The 38-30 scoreline said the All Blacks were in trouble, but the nearly 5000 unsold tickets said the whole game of rugby was in much bigger strife.
Seeing vast swathes of empty seats has become the norm when the Hurricanes play in Wellington, but so much garish yellow being visible at an All Blacks test carried a different message – one that can’t be ignored or attributed entirely to the Government’s bureaucratic purge, which has left thousands in the capital looking for jobs.
The capital is unquestionably feeling the economic bite of rising unemployment and stubborn consumer price inflation harder than most.
Discretionary income is in short supply, and with the All Blacks heading back to Wellington in September to play the Wallabies, rugby households and corporate entertainers have likely allocated their reduced budgets to buying tickets for that higher-profile encounter.
But the argument the failure to sell out Sky Stadium is illustrative of a Wellington-specific problem will lose its strength this week, as Eden Park is tracking towards a meagre 34,000 ticket sales.
For the All Blacks to play in front of empty seats at a home venue is rare indeed – but for them to do so in consecutive weeks is unheard of.
This is the Rugby Championship after all, the Southern Hemisphere’s showpiece event, and while we are indeed still in a cost-of-living crisis being sustained by interest rates that are punishing homeowners, that hasn’t stopped Coldplay from selling out three shows at Eden Park later this year.
What’s clear, or at least should be, is rugby is now paying a price for several sustained and compounding factors that have strained the bonds between New Zealanders and the All Blacks.
The love for the team may no longer be unconditional, or at least the days of fans digging deep into their pockets to buy both match tickets and broadcast subscriptions are over.
Now, it seems, it is increasingly true that fans are choosing one or the other, and mostly because NZR has prioritised maximising the sale of TV rights, it is the latter that is picking up the discretionary spend.
Kicking off after dark in the New Zealand winter works only for Sky and no one else, but NZR has long gambled that it can take the loyalty of the stadium fan for granted – that there will always be a sizeable brigade happy to forego the warmth of their living rooms or the buzz of the pub and trek for miles, or catch an Uber at great expense, or endure faulty, overcrowded trains, to be there for the All Blacks.

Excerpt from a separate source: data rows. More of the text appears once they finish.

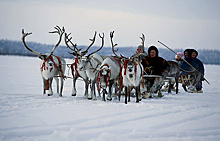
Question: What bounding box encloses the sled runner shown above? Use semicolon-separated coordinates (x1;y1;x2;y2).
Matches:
142;75;164;98
180;71;203;93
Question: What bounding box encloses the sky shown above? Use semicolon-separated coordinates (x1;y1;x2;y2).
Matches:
0;0;220;50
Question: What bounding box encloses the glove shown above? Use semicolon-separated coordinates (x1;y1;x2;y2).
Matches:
145;66;154;74
161;70;169;78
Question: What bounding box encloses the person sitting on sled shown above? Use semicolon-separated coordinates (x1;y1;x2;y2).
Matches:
173;52;183;66
131;45;147;60
180;49;205;92
141;46;169;97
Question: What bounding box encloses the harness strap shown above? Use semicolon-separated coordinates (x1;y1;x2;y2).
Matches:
71;56;82;78
113;58;123;91
51;56;65;78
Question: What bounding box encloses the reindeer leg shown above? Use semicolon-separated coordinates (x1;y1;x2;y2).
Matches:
128;86;132;102
46;78;53;96
58;78;64;97
107;80;114;101
72;73;78;96
42;77;46;94
175;73;179;94
168;79;172;93
135;86;139;103
114;82;118;100
83;78;89;98
54;77;60;94
125;86;128;104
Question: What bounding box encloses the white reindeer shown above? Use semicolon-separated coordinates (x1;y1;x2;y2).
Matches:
22;26;66;97
66;32;104;100
97;57;123;101
110;31;144;104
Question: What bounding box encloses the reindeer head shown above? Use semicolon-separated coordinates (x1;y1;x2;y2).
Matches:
110;31;145;78
22;26;65;72
65;31;104;71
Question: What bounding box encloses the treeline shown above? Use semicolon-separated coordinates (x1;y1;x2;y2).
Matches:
0;40;220;64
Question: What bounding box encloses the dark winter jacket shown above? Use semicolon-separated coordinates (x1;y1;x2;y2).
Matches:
141;55;169;75
181;57;205;75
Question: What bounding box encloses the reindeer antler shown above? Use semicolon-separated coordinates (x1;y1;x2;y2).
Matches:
82;31;97;54
110;31;127;59
140;33;145;50
65;33;81;54
21;29;43;56
88;33;104;56
49;26;65;54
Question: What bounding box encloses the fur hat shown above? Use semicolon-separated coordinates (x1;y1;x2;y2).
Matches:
148;46;159;57
138;45;144;51
189;49;198;57
175;52;183;58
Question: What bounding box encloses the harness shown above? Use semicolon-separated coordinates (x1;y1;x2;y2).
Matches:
123;60;144;88
41;55;65;78
71;56;82;78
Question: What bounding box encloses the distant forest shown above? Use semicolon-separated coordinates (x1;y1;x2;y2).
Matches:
0;39;220;65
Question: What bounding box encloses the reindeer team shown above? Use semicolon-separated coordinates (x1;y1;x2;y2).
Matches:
22;26;179;104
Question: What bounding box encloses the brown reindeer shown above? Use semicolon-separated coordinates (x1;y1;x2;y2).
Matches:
22;26;66;96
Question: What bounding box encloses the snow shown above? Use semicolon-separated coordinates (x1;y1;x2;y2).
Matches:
0;56;220;141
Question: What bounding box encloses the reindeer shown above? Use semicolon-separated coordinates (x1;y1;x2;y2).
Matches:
22;26;66;97
97;57;123;101
65;32;104;100
110;31;144;104
165;61;180;94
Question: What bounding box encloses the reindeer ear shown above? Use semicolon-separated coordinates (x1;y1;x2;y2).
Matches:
38;55;46;60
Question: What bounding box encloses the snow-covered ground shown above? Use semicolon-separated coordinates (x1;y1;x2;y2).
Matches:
0;56;220;141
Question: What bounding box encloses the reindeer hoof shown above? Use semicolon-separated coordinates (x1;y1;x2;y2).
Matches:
107;98;112;101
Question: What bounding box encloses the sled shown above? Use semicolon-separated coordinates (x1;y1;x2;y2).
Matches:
180;72;202;93
142;75;163;98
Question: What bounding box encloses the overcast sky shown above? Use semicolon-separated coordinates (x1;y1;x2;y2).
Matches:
0;0;220;50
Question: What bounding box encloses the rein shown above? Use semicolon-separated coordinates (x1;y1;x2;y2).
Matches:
41;55;65;78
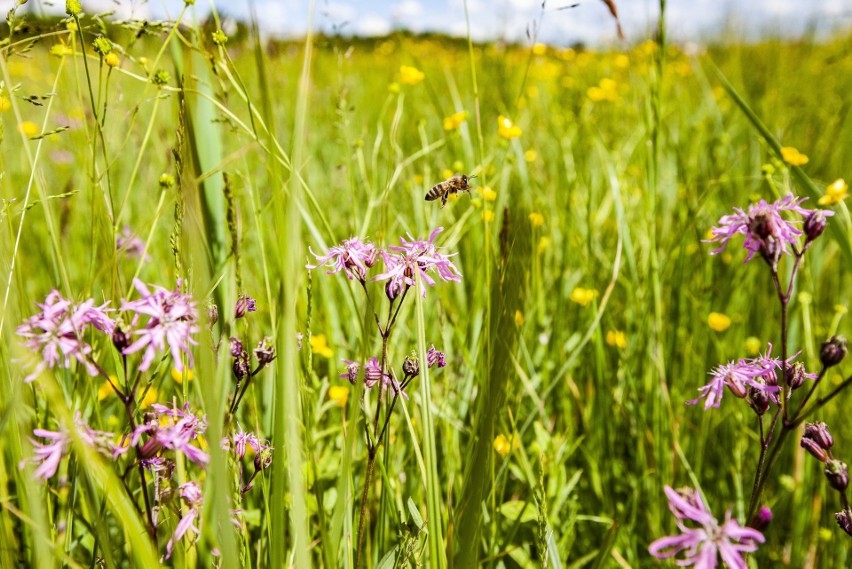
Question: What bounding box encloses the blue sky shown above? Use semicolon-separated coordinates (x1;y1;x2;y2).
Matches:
8;0;852;45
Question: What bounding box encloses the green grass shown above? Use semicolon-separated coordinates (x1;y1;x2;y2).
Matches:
0;3;852;569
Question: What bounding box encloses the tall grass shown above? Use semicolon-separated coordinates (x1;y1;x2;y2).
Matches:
0;2;852;569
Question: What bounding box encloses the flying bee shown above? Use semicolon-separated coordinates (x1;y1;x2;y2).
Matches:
426;174;476;207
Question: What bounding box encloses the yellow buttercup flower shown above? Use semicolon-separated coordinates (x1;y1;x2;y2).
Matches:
530;212;544;227
707;312;731;332
311;334;334;358
399;65;426;85
444;111;467;130
606;330;627;350
172;367;195;383
497;115;521;140
781;146;810;166
571;287;598;306
18;121;38;138
819;178;849;205
328;385;349;407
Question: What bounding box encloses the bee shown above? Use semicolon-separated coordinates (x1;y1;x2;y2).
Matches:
426;174;476;207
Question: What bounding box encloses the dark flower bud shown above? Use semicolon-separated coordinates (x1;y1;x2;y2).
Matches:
254;448;272;472
803;209;825;241
800;437;828;462
402;352;420;377
207;302;219;328
748;387;769;417
785;362;807;389
804;423;834;450
112;326;130;352
231;336;245;358
234;294;257;318
254;336;275;366
748;506;772;532
825;459;849;492
233;352;251;381
834;510;852;535
819;335;846;367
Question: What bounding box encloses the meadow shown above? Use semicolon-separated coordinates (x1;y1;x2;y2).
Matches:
0;2;852;569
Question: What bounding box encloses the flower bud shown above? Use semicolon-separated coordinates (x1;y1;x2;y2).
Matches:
825;459;849;492
234;294;257;318
819;335;846;368
803;209;826;241
233;352;251;381
804;423;834;450
834;510;852;535
800;437;828;462
254;336;275;366
231;336;244;358
402;352;420;377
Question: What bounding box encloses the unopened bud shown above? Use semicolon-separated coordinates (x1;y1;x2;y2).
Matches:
402;352;420;377
819;335;846;368
803;209;825;241
825;460;849;492
800;437;828;462
804;423;834;450
231;336;243;358
254;336;275;366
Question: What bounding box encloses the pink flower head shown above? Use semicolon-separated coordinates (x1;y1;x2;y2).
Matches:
305;237;378;282
166;482;204;559
115;225;151;262
17;290;115;382
648;486;765;569
708;195;834;262
121;403;210;468
373;227;461;300
121;279;198;371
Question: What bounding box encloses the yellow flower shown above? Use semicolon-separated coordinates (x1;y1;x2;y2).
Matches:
399;65;426;85
18;121;38;138
494;435;512;456
707;312;731;332
50;43;74;57
743;336;763;356
328;385;349;407
172;367;195;384
571;287;598;306
497;115;521;140
781;146;809;166
139;387;157;409
311;334;334;358
820;179;849;205
477;186;497;202
606;330;627;350
444;111;467;130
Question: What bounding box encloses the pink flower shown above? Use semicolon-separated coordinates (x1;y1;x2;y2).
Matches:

And that once they get there, they will tolerate being cold, likely wet, fleeced of their last remaining dollars for a poke of chips and then required to follow the game on the big screen because they are so removed from the action they can’t see it.
This assumption has extended to believing fans will pay exorbitant ticket prices that are gauged against other exorbitant entertainment genres and that NZR can hit the double commercial jackpot of enjoying massive broadcast income that comes with a $30 million per annum sweetener from ticket sales and corporate hospitality.
But perhaps what the empty seats in Wellington last week and Auckland this week signify is NZR can no longer expect to have its cake and eat it – that if it wants to continue to enjoy full stadiums for All Blacks tests, it may have to stop pandering to Sky and introduce a few afternoon kickoffs.
So, too, might it have to review its pricing policies and accept the All Blacks can’t compete with the likes of Coldplay because rugby’s entertainment is far from guaranteed given the vagaries of the law applications.
And above all else, the local fan needs to feel more loved than they currently do.
There seems to be little recognition on the part of NZR that they may be approaching a danger point regarding domestic All Blacks tests.
In 2019, a World Cup year, the All Blacks only played three home tests.
In 2020, it was two because of Covid. In 2021 it was five, but the entertainment factor was light as the opposition was Tonga, Fiji twice and Australia twice.
And then again in 2023, it was back to just two home tests because of the World Cup, and the country may have reset its perception of All Blacks games being must-attend events.
There was an enforced reduction of inventory, and now it may be that plenty of fans realised they didn’t miss going as much as they imagined and are not all desperate to be lured back.
It hasn’t helped that local fans have heard, ad nauseam, how important offshore markets have become to the All Blacks and are seeing such concerted efforts to take the national team to foreign venues.
This year Hamilton lost out on hosting the Fijians to San Diego, and next July the French have already said they are bringing a host of unknowns for a three-test series in New Zealand, while it will be the good folk in Chicago who get to see the All Blacks play the world-leading Irish.
New Zealanders are being served increasingly thin gruel in terms of the domestic test match schedule and experience, and it is one they may no longer be willing to stomach – even when they get a bit more cash back in their pockets.